Nie pozwolimy, aby nasz tata znowu musiał cierpieć!

Roczny pobyt w ośrodku opieki, zakup leków
Zakończenie: 20 Grudnia 2023
Opis zbiórki
Kochany tata, wspaniały dziadek… Jedyny w swoim rodzaju! Człowiek, którego życie już od dawna nie rozpieszcza, a mimo to każdego dnia podejmuje walkę o swoją przyszłość. Jednak, gdy na drodze do spokojnej jesieni życia stają pieniądze - nic nie boli tak bardzo jak bezradność.
Tata choruje na raka prostaty, przeszedł zawał, kilka udarów, zmaga się z niewydolnością serca, nadciśnieniem oraz atakami padaczki. W czerwcu ubiegłego roku przeszedł operację biodra, po której przestał chodzić. Wymaga całodobowej opieki, na którą niestety nie wystarcza środków. A mimo to każdego spotkanego człowieka obdarza serdecznym uśmiechem. Serce się kraja widząc ukochanego tatę cierpiącego z bólu. Wiemy, że nie możemy sobie pozwolić na rozpacz. Musimy działać!
Cała nasza rodzina jest bardzo schorowana. Ja zmagam się z otosklerozą, niedosłuchem mieszanym prawostronnym i przewodzeniowym lewostronnym.
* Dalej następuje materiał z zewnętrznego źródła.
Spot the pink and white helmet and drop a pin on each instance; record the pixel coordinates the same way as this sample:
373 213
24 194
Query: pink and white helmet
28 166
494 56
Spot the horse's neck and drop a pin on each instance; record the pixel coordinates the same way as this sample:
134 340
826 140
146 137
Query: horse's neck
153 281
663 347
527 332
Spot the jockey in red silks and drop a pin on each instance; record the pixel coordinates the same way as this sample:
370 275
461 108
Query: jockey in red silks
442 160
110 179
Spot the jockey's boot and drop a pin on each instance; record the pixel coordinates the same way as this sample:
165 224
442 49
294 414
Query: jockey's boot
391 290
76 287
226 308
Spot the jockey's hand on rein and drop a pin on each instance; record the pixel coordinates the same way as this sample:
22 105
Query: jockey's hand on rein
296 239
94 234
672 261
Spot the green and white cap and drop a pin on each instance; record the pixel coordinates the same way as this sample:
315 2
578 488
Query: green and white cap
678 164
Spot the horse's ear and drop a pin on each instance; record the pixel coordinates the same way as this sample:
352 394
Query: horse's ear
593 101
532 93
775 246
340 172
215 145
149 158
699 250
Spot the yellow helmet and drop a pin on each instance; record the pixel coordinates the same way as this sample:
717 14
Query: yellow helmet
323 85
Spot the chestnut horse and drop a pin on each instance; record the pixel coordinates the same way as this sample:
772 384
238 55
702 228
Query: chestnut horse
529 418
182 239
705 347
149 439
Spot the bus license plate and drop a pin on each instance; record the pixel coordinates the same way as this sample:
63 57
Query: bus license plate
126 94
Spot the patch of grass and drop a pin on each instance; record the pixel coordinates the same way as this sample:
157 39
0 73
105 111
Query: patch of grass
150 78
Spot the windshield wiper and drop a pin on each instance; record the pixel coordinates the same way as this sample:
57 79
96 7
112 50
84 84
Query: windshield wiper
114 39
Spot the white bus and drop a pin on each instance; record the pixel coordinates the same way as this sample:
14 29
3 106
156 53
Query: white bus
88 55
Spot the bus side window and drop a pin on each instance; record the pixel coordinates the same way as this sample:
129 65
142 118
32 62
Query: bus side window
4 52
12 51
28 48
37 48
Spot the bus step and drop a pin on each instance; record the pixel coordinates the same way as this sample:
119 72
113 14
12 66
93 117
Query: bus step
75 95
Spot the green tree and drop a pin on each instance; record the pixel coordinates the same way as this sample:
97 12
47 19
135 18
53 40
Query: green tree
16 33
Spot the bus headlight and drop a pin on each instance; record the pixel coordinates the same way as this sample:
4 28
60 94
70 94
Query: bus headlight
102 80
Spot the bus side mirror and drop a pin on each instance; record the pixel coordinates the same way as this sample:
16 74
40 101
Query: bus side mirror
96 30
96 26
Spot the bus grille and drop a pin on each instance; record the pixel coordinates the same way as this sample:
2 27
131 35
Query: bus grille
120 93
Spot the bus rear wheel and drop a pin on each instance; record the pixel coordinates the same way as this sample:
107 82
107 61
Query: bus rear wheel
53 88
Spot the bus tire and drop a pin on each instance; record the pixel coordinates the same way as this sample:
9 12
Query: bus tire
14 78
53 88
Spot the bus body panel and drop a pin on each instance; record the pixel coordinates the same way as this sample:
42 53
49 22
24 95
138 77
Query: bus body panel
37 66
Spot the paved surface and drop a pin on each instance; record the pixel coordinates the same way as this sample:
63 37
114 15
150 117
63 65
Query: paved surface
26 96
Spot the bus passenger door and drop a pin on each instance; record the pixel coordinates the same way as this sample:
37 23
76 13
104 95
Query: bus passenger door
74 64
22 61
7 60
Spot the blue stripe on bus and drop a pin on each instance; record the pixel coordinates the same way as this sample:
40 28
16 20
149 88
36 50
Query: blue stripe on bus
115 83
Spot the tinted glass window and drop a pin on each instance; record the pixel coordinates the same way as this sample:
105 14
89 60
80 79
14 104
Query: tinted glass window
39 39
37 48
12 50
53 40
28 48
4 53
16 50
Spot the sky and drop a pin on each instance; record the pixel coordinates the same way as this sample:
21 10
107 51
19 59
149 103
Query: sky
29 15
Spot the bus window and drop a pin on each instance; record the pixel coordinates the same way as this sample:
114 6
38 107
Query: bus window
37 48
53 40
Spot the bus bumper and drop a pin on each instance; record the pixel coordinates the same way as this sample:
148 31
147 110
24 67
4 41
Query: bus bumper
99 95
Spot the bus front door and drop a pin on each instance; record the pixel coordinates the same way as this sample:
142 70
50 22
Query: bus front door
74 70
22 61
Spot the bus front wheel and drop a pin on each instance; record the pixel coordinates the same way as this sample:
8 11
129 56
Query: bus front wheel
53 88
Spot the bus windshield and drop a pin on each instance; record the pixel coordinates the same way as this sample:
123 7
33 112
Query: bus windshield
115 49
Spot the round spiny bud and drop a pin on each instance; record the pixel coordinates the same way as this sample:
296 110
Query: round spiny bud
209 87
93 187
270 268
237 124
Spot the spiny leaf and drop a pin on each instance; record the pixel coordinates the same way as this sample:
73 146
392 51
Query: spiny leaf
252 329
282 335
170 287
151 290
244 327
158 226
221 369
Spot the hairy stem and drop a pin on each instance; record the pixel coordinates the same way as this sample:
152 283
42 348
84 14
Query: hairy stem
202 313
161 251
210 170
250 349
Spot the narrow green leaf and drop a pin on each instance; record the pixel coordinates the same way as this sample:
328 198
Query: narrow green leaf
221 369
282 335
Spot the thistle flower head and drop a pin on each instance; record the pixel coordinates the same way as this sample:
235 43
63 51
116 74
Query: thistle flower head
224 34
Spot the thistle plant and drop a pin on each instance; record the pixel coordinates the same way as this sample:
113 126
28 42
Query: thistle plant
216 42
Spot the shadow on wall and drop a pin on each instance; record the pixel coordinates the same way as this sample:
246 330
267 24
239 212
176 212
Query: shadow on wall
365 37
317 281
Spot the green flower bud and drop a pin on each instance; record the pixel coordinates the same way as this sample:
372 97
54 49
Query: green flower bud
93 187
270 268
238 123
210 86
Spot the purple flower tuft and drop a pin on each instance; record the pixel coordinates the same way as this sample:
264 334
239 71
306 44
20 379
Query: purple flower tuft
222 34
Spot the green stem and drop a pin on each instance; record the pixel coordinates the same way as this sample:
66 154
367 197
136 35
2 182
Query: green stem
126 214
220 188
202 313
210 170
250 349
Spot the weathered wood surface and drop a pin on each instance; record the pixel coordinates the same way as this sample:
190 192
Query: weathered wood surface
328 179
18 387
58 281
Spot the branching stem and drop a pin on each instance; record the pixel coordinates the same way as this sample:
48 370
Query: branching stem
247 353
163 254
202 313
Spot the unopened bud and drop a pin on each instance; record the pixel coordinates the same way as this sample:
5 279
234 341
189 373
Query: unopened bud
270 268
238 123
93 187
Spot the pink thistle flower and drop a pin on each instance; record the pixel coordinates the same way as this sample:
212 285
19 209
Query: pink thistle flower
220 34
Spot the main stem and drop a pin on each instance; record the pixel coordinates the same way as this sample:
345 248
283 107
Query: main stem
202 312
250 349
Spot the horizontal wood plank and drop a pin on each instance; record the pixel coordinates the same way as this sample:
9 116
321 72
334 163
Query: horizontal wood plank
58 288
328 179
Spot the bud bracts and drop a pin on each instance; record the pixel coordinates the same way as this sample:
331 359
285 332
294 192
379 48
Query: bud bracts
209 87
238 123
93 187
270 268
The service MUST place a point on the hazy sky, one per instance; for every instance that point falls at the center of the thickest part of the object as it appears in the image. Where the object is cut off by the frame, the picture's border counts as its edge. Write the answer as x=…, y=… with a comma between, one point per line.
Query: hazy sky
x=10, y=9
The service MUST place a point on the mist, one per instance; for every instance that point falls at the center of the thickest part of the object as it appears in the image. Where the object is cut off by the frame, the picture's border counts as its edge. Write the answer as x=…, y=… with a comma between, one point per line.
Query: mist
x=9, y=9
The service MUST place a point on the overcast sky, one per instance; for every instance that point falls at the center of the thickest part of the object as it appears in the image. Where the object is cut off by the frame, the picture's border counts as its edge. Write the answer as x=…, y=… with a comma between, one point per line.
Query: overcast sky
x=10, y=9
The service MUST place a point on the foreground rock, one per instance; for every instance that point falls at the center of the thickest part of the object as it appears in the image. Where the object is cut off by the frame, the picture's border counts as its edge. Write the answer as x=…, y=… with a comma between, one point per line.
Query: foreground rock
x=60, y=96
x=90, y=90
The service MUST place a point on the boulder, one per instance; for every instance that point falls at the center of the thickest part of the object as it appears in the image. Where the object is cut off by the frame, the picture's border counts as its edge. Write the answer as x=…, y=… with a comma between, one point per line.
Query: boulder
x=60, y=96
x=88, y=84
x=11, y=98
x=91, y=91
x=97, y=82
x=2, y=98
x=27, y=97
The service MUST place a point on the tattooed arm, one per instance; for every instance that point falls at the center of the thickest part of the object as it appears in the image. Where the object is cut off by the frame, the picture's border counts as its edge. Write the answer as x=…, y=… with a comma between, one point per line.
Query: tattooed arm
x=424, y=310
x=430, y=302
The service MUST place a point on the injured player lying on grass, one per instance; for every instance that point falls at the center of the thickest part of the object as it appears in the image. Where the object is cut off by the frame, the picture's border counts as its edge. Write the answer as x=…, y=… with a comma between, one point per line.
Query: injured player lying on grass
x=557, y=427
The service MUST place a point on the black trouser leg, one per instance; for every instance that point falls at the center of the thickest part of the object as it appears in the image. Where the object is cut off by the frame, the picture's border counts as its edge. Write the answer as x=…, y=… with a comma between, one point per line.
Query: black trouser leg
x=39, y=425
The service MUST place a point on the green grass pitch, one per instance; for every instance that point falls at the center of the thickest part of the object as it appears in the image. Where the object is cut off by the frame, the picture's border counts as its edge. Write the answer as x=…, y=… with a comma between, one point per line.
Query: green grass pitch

Boję się, że niedługo nie będę w stanie usłyszeć głosu mojego dziecka i wołania o pomoc taty. Mojej siostrze życie także wybrało ten gorszy scenariusz. Każdego dnia walczy o zdrowie swojego chorego dziecka. W chwilach kryzysu zastanawiam się, czym sobie na to wszystko zasłużyliśmy… Czy ta rodzinna klątwa kiedyś minie? Czy uda się przegonić czarne chmury wiszące nad moimi najbliższymi ?
Tata ma 71 lat, trudną sytuację materialną i bardzo grubą teczkę z historią chorób. Utrzymuje się z niskiej renty, z której po opłaceniu rachunków i zakupie lekarstw zostaje bardzo niewiele.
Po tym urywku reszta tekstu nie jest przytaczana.